A emergência do antibolsonarismo
Mas Carlos Melo lembra que, se em 2018 o antipetismo foi a principal força da eleição presidencial, em 2022 entra na disputa um antibolsonarismo mais encorpado.
“Acho impossível Bolsonaro ter os mesmos 57 milhões de votos (como no segundo turno de 2018). Muita gente não sabia quem era o Bolsonaro, agora o antibolsonarismo é muito mais forte do que em 2018” diz.
Ele aponta como outro indício favorável à candidatura de Lula, até mesmo em detrimento à de Haddad, uma pesquisa do Ipec (Inteligência em Pesquisa e Consultoria) publicada neste fim de semana pelo jornal O Estado de São Paulo. Ela mostrou que, hoje, apenas Lula venceria o presidente Jair Bolsonaro.
Segundo a pesquisa, 50% dos entrevistados disseram que votariam com certeza ou poderiam votar em Lula caso ele se candidatasse; outros 44% afirmaram que não o escolheriam de jeito nenhum. Os números para Haddad foram respectivamente 27% (votariam com certeza ou poderiam votar) e 52% (rejeição).
Já Bolsonaro apareceu com 12 pontos porcentuais a menos que Lula no potencial de voto (38%), e 12 a mais na rejeição (56%).
Entretanto, Carlos Melo brinca que, sobre a eleição de 2022, “o que não sabemos é do tamanho do que sabemos”.

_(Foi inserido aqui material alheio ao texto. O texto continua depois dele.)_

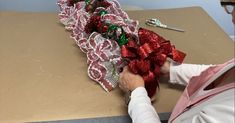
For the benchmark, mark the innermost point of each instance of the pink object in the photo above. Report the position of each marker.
(197, 84)
(103, 55)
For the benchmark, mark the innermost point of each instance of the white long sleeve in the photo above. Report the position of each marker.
(140, 108)
(182, 73)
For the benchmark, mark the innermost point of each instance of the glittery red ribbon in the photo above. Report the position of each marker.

Já está dado que a volta de Lula ao jogo eleitoral tem consequências importantes, mas qual será por exemplo o posicionamento de militares, empresários e políticos de centro-direita e centro-esquerda?
“Eles vão acolher ao chamado do bolsonarismo, do lulismo, do centrismo?”, indaga o professor do Insper.

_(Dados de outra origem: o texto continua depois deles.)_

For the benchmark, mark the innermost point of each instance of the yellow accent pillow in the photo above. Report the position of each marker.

Outros candidatos ‘coadjuvantes’
Enquanto Melo considera a possibilidade de algum “outsider” (novato na disputa à presidência) chegar ao segundo turno e com isso levar vantagem, Alberto Carlos Almeida diz que “sem dúvida” a segunda-feira, dia 8, trouxe “uma péssima notícia para todos os demais candidatos que não sejam Lula e Bolsonaro”.
“Eles podem vir como candidatos, mas já estão contratados como meros coadjuvantes”, resume Almeida.
“Lula é líder da esquerda, é popular; e Bolsonaro é um líder da direita, também popular. Os dois mobilizam vínculos emocionais. Com Fernando Henrique, Dilma, a escolha (do eleitorado) era mais racional — relevante, sim, mas racional. Agora, Bolsonaro e Lula mobilizam justificativas racionais e vínculos emocionais.”
Lara Mesquita concorda que a polarização entre dois candidatos “não é novidade” no Brasil, onde os favoritos chegam a somar cerca de 70% no primeiro turno.
“Em 2018, o que aconteceu foi que Bolsonaro representou uma direita bastante mais extremista e conservadora, e com isso o PT foi mais, no discurso, para a esquerda.”
Este campo deve ser também realinhado após a decisão favorável a Lula no STF, aponta a cientista política. Ela, como os outros entrevistados, acredita que o novo fato só reforça o projeto convicto do PT de ter Lula como candidato.
“A formação de uma frente ampla de esquerda me parece mais distante, a não ser que os outros partidos topem uma frente com a candidatura do Lula. Não que esta possibilidade estivesse muito próxima, e o PT sempre insistiu em um candidato próprio”, lembra Mesquita.